A consortium of Asian companies has agreed to create a blockchain-based service that might actually be useful. They want to use the blockchain to turn your phone into a mobile ID system.
Seven companies have signed the initiative: Korean telcos KT, SK Telecom, and LG Uplus, and banks KEB Hana Bank and Woori Bank, along with financial IT company Koscom, and Samsung.
The idea is to create a mobile ID management system that lets individuals control their own data and present it to institutions when they want to access something. Known as self-sovereign identity (SSI), it’s an alternative to having your identity managed by someone else.
Today, many people rely on the likes of Google or Facebook (whose business depends on selling access to information about you) to sign them into websites or apps. Billions more use government-backed ID systems like India’s Aadhaar, which has suffered from some devastating privacy setbacks. Even using your driver’s license or passport to prove your identity carries risks, because showing it to someone tells them more about you than might be necessary. Why show someone your driver’s license just to prove that you’re able to buy a six-pack of beer?
This initiative seems to present an alternative to that. In a statement (translated online), the consortium said:
When an individual has stored his or her information from an organization or company in a secure storage area of a smartphone, they can submit their desired data at any time for proof.

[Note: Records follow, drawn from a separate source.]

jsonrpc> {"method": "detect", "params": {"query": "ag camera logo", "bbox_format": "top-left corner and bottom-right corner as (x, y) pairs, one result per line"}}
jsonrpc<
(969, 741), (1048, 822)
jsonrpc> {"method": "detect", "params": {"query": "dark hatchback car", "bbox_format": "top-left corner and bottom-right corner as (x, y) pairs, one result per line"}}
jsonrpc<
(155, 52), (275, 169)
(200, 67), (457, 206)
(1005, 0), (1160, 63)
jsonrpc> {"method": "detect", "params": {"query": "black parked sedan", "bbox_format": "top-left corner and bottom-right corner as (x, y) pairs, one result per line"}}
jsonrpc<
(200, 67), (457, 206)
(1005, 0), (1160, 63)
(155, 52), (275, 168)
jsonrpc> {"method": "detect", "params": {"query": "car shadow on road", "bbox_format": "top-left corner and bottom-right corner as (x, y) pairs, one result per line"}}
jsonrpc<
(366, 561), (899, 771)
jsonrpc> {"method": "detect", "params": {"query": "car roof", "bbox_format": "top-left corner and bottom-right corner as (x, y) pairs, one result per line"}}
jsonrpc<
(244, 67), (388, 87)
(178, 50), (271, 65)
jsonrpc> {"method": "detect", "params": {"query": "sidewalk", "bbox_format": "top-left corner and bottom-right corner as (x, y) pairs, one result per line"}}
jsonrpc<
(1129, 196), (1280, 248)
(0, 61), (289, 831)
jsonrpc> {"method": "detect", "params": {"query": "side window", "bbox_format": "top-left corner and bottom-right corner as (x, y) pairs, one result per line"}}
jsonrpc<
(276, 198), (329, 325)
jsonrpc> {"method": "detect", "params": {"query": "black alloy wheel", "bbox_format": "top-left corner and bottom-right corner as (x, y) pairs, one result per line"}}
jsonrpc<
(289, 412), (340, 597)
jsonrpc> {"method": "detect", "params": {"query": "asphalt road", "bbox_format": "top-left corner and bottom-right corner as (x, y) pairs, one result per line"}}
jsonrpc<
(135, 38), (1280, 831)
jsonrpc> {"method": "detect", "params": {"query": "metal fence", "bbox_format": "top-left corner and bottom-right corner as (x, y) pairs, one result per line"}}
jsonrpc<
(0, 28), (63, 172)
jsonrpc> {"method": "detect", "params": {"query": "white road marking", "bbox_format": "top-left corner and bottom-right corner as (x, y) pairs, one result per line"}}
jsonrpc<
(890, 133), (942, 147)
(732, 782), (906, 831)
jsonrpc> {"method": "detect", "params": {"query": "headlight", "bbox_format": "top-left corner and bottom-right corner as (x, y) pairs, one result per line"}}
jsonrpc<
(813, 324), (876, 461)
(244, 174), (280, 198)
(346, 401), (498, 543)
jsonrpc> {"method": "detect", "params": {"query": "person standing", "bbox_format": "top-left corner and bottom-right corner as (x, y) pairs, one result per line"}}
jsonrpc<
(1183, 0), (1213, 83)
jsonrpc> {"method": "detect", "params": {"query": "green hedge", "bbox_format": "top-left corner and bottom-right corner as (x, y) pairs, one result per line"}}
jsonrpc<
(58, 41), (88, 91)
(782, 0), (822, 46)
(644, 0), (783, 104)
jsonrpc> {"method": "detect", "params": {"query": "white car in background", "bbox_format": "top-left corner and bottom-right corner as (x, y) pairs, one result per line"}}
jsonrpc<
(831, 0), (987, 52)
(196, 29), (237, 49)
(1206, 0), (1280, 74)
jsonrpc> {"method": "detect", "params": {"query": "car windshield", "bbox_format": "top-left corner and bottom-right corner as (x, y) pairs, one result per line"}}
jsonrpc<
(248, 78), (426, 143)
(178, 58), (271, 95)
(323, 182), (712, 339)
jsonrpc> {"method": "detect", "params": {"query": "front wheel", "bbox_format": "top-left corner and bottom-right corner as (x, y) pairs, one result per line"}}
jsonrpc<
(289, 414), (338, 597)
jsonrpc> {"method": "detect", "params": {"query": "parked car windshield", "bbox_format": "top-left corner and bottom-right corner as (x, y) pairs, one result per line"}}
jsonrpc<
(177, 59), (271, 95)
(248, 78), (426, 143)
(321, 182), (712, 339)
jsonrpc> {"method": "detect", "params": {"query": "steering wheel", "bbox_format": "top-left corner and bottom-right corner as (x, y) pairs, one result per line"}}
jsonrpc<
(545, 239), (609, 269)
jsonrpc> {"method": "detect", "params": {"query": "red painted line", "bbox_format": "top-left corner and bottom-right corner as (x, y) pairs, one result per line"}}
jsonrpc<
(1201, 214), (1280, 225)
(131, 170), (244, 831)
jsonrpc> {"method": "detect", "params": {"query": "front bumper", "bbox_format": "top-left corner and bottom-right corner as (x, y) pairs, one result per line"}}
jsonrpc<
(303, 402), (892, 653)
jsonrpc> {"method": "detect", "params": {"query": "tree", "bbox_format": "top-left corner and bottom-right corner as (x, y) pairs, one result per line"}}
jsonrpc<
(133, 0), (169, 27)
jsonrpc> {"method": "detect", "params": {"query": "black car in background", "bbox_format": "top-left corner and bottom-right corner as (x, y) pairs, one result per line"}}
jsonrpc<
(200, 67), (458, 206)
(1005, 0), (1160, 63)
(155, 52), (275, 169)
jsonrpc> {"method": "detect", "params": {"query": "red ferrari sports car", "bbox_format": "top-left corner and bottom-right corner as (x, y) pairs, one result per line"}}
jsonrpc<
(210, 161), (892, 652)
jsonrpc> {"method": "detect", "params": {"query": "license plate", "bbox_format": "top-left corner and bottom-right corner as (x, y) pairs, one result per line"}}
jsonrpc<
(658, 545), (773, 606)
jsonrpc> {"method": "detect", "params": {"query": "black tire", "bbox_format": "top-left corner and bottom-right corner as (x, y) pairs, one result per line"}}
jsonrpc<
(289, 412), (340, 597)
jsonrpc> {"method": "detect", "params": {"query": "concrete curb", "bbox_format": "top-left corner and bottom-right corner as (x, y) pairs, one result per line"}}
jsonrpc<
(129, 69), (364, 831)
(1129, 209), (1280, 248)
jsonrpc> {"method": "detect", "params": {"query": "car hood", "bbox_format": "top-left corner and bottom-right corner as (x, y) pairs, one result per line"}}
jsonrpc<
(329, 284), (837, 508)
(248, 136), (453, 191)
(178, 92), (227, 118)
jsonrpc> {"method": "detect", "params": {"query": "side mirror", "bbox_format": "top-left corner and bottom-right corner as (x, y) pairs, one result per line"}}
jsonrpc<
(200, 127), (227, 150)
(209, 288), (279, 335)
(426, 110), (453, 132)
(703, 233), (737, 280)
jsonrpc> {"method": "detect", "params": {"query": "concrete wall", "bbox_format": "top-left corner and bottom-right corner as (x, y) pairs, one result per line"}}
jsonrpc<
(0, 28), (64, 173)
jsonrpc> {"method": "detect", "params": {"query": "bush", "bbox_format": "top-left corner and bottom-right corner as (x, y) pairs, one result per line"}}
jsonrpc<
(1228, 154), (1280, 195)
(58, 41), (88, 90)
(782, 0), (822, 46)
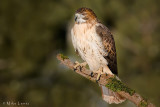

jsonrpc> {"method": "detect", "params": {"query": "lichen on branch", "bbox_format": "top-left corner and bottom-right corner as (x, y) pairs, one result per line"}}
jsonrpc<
(57, 54), (155, 107)
(106, 77), (135, 96)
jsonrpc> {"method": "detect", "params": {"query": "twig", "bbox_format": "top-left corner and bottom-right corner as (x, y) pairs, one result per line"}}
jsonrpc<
(57, 54), (155, 107)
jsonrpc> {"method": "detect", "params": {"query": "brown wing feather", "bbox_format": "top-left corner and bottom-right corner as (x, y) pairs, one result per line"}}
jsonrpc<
(96, 24), (118, 75)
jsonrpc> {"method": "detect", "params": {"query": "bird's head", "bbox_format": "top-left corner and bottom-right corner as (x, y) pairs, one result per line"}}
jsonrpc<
(75, 7), (97, 24)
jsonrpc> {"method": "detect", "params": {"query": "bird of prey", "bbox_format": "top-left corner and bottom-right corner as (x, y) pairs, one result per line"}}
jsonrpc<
(71, 7), (125, 104)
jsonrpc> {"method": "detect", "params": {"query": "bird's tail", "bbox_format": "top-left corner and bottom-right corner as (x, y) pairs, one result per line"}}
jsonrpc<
(101, 86), (126, 104)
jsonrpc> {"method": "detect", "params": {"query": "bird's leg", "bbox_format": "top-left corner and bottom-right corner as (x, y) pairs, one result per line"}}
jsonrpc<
(94, 67), (104, 81)
(73, 61), (87, 69)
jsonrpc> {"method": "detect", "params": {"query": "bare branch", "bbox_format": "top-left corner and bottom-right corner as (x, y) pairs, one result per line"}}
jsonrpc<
(57, 54), (155, 107)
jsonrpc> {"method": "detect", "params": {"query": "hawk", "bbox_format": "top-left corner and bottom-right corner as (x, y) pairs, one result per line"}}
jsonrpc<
(71, 8), (125, 104)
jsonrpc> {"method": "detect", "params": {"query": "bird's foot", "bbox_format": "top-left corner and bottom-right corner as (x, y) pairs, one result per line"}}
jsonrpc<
(94, 67), (104, 82)
(73, 61), (87, 70)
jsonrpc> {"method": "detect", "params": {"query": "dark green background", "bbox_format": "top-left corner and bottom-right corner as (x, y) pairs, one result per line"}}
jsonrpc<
(0, 0), (160, 107)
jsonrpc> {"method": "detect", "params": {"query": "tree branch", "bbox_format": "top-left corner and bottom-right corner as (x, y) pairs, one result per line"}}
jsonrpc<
(57, 54), (155, 107)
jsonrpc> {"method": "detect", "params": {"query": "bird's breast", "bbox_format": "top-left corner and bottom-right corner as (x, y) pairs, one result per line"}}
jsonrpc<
(72, 24), (107, 70)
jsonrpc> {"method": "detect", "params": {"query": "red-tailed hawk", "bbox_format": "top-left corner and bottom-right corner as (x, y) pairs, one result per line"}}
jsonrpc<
(71, 8), (125, 104)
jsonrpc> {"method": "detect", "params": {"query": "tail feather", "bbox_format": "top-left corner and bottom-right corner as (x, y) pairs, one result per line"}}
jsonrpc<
(101, 86), (126, 104)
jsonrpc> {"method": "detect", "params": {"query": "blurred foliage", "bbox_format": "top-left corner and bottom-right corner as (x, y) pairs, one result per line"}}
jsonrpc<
(0, 0), (160, 107)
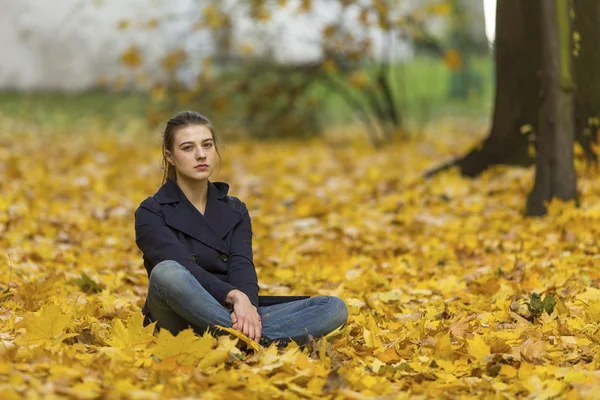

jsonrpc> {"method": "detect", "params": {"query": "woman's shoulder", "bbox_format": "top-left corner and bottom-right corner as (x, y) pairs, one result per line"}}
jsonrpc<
(213, 182), (248, 214)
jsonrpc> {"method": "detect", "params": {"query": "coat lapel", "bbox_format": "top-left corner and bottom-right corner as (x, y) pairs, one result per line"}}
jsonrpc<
(155, 179), (242, 253)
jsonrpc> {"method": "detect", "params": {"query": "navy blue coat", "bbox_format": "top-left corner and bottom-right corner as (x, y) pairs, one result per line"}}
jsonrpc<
(135, 179), (309, 315)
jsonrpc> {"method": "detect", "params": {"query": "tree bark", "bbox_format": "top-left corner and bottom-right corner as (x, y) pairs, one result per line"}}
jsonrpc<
(527, 0), (577, 216)
(573, 0), (600, 162)
(426, 0), (545, 176)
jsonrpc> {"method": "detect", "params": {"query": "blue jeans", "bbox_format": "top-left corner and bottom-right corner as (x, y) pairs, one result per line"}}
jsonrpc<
(148, 260), (348, 345)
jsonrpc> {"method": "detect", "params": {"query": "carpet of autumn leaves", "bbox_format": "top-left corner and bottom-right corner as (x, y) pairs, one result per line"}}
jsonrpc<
(0, 119), (600, 400)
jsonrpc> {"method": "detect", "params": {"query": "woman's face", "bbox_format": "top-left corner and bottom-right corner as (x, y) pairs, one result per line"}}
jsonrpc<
(165, 125), (217, 180)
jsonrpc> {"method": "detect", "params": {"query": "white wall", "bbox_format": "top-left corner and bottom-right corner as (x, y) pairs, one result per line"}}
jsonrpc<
(0, 0), (488, 90)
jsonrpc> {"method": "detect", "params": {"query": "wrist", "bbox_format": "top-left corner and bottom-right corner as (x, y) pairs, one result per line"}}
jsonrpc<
(225, 289), (245, 304)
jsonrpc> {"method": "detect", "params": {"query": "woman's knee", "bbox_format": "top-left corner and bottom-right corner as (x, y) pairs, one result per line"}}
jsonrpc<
(328, 296), (348, 329)
(149, 260), (189, 287)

The consortium isn’t giving much away about the technology. We know it’s blockchain-based, and that it works by storing personal information on your phone. We also know that identity information is verified by the participating banks and possibly the telcos too, because they reported signing…
…contracts for mobile electronic certification business based on blockchain.
That makes sense. If people are going to hold their own ID information on the phone, someone needs to testify that it’s legitimate. Banks and telcos are an obvious choice, because of their strong know-your-client rules and control of your mobile phone accounts.
The consortium looks set to open up certification access to others. It added:
Participants expect that ICT companies and financial companies will be able to commercialize electronic certification services.
This could mean that people can use various forms of identity from different institutions:
We expect that it will be possible to prove simpler and more transparent identification both online and offline, and at the same time speed up the era of data self-sovereignty. Using mobile electronic certificates can greatly simplify the issuance and submission of various certificates.
Why use blockchain technology for this? Firstly, it encrypts the identity information. Secondly, it can call on one or more third parties to verify that the information is legitimate without transmitting personal information over a network. The bank or the telco could store the personal information – which they have anyway – and then give you an identifier token for your phone that you can use to prove that you’re you.
The blockchain is the glue that links the identifier token to the sensitive personal data stored at the bank and ensures that neither has been tampered with. We’re not sure that’s exactly how this will work, because information on the consortium’s forthcoming implementation is scant. However, this is what has underpinned other projects in the past like Verified.me, which is supported by the big five Canadian banks.
The consortium hopes that participating organisations will use this blockchain-based identity to grant access to everything from company recruitment systems through to digital banking, student certificates, and a myriad of online services.
What if the phone gets pwned?
The information is protected by Samsung’s Knox feature, which uses security enhancements for Android on top of trusted hardware. Knox has been certified for use by UK and US government departments, but researchers have discovered flaws its security. In 2016, researchers at Israeli company Viral Security Group found three bugs in Knox that allowed attackers to gain total control of the system. Google’s Project Zero found high-severity flaws in 2017.
There are potential technical flaws in any system, but given the way companies manage our existing identities online, these blockchain ID concepts carry considerable promise.